Commonplace Book: Alexander McCall Smith

Alexander McCall Smith (of theThe No. 1 Ladies’ Detective Agency series among many other books) has penned a gentle tribute to W. H. Auden. He’s an enthusiast rather than a scholar in my view, and these “How writer x can change your life” usually leave me cold (is there nothing that can’t be instrumentalized into self-help, even reading for pleasure?)  But this effort charmed me. Here he is recalling a trip to a speaking engagement in Perthshire, Scotland, a beautiful landscape that sets up his claim for the central role books play in the Scottish character.


The library lay at the end of the Roman Road, surrounded by fields in which wheat and barley were yet to ripen—lush green paddocks half-hidden by unruly hedgerows. Rioting nettles, clumps of blackthorn and rowan, wide-leafed docken grew along the side of the road until suddenly we reached an old schoolhouse and an ancient graveyard of weathered gray stones. The organizers appeared and introduced themselves, and I was taken to see the library before the guests arrived.

Belief in the word can assume the qualities of a religious faith. At the time when Lord Drummond built this place to house his precious collection of books, Scotland was prone to outbreaks of lawlessness and fierce local enmities. The lives of many were lived under the heel of powerful local clan chiefs who administered rough justice. Life was hard in every respect: this was not the rich landscape of settled England—Highland Scotland was a place in which people scraped a living and more often than not went to bed hungry.
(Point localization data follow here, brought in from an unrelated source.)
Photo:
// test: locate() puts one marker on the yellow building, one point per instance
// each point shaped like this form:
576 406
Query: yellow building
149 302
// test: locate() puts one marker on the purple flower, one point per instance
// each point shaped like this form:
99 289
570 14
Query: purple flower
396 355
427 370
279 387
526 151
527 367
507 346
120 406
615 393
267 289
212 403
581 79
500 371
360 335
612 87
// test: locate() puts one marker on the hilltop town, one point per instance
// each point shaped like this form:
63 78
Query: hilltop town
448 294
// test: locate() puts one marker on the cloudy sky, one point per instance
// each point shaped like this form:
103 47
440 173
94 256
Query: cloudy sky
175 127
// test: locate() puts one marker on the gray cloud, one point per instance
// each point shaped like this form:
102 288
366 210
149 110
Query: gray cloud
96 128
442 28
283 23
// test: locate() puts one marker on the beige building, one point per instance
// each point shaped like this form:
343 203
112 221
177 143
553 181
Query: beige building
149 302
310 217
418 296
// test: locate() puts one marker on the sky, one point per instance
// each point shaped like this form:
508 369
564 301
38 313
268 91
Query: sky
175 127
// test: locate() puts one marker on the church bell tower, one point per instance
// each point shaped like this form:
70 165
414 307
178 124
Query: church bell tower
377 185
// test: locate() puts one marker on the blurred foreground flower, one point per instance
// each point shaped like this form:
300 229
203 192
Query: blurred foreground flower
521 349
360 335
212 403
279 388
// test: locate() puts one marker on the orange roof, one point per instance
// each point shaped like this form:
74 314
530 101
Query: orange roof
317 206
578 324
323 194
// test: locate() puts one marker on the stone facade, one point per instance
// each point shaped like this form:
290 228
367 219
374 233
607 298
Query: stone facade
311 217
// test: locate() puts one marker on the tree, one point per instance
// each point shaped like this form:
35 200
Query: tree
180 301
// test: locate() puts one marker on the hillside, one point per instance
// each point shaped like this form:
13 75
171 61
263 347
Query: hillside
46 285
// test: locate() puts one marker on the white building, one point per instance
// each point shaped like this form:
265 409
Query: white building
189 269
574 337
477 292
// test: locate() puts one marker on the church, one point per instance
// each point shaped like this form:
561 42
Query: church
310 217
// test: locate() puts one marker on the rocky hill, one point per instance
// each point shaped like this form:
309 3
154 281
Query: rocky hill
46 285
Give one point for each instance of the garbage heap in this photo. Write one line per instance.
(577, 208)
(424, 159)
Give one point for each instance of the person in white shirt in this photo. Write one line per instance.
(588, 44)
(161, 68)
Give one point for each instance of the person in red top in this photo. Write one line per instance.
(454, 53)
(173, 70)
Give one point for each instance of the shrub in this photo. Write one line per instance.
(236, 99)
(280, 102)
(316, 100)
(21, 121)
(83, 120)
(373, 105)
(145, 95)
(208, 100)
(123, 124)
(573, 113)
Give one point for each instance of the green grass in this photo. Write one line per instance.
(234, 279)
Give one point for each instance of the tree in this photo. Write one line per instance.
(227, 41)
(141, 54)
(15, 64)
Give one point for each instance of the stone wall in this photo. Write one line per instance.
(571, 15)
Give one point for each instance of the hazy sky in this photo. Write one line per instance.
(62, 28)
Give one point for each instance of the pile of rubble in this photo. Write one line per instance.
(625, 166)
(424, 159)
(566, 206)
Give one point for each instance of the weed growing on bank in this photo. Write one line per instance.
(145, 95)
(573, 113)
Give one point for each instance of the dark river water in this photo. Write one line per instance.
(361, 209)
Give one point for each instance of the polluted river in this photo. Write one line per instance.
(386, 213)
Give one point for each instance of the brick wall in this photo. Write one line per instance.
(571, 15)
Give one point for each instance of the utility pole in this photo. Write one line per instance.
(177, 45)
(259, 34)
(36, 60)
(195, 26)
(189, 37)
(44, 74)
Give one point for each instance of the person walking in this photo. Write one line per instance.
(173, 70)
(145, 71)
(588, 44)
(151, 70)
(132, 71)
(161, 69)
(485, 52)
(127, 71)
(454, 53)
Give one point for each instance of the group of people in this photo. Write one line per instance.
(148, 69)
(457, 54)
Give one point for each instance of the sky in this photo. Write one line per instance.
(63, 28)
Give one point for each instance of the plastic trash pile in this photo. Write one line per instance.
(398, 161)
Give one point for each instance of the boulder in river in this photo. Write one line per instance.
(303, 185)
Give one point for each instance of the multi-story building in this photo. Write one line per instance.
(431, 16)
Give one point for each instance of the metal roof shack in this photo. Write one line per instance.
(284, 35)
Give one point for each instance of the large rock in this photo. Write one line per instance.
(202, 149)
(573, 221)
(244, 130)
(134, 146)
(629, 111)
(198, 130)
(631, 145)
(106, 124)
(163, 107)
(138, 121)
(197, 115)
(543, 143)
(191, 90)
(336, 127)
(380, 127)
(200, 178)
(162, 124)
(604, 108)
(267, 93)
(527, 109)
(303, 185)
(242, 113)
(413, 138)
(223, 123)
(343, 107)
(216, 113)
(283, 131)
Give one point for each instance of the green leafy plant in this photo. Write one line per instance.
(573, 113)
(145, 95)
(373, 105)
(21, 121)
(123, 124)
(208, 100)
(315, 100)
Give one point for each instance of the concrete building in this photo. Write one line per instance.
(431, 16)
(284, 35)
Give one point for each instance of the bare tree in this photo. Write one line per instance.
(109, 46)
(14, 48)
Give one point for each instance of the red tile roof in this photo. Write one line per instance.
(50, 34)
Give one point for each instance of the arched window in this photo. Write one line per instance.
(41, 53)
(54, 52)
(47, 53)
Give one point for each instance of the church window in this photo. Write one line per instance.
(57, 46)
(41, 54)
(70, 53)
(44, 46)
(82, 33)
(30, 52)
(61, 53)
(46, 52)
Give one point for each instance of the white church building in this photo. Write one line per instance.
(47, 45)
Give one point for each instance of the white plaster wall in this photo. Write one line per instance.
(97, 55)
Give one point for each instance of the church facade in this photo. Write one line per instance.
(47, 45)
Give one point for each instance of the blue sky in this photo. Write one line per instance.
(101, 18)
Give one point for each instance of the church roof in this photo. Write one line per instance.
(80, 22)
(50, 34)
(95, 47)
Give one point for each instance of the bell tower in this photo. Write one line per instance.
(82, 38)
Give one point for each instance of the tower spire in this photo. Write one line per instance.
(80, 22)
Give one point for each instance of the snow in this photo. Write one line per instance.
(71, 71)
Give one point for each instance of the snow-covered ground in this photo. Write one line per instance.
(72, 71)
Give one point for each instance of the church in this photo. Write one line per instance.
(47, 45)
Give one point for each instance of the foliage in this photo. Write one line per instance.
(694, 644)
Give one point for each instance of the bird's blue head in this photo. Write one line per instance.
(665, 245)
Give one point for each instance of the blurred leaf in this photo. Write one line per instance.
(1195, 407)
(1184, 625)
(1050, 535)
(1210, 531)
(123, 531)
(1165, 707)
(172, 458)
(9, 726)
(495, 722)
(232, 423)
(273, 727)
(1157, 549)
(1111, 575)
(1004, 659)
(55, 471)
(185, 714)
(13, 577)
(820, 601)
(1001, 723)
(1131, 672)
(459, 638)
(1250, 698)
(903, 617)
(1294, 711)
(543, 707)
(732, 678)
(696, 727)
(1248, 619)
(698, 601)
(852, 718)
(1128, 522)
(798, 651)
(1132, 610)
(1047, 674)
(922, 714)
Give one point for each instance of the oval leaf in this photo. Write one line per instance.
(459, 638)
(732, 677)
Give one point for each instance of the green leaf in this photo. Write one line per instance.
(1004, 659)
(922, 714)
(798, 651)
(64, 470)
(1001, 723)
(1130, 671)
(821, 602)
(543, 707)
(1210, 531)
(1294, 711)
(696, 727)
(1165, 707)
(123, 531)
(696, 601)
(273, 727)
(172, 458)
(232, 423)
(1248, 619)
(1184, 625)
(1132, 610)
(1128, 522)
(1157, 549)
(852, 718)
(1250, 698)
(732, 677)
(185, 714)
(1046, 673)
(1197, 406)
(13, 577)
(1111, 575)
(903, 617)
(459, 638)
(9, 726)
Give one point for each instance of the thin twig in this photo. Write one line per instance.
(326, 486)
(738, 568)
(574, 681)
It was a place of strong religious views. The Scottish Reformation was late but had been passionate and had brought with it a commitment to the setting up of a school in every parish. What later came to be seen as a strong Scottish commitment to education had its roots in the late sixteenth and early seventeenth centuries. Books were the instruments of truth. Books were the means by which the poor could free themselves of what Auden once described as “the suffering to which they are fairly accustomed.” This attitude toward books has stubbornly survived in Scotland, mirroring, perhaps, the Irish attitude to music: both are consolations that will, in their individual way, always see one through.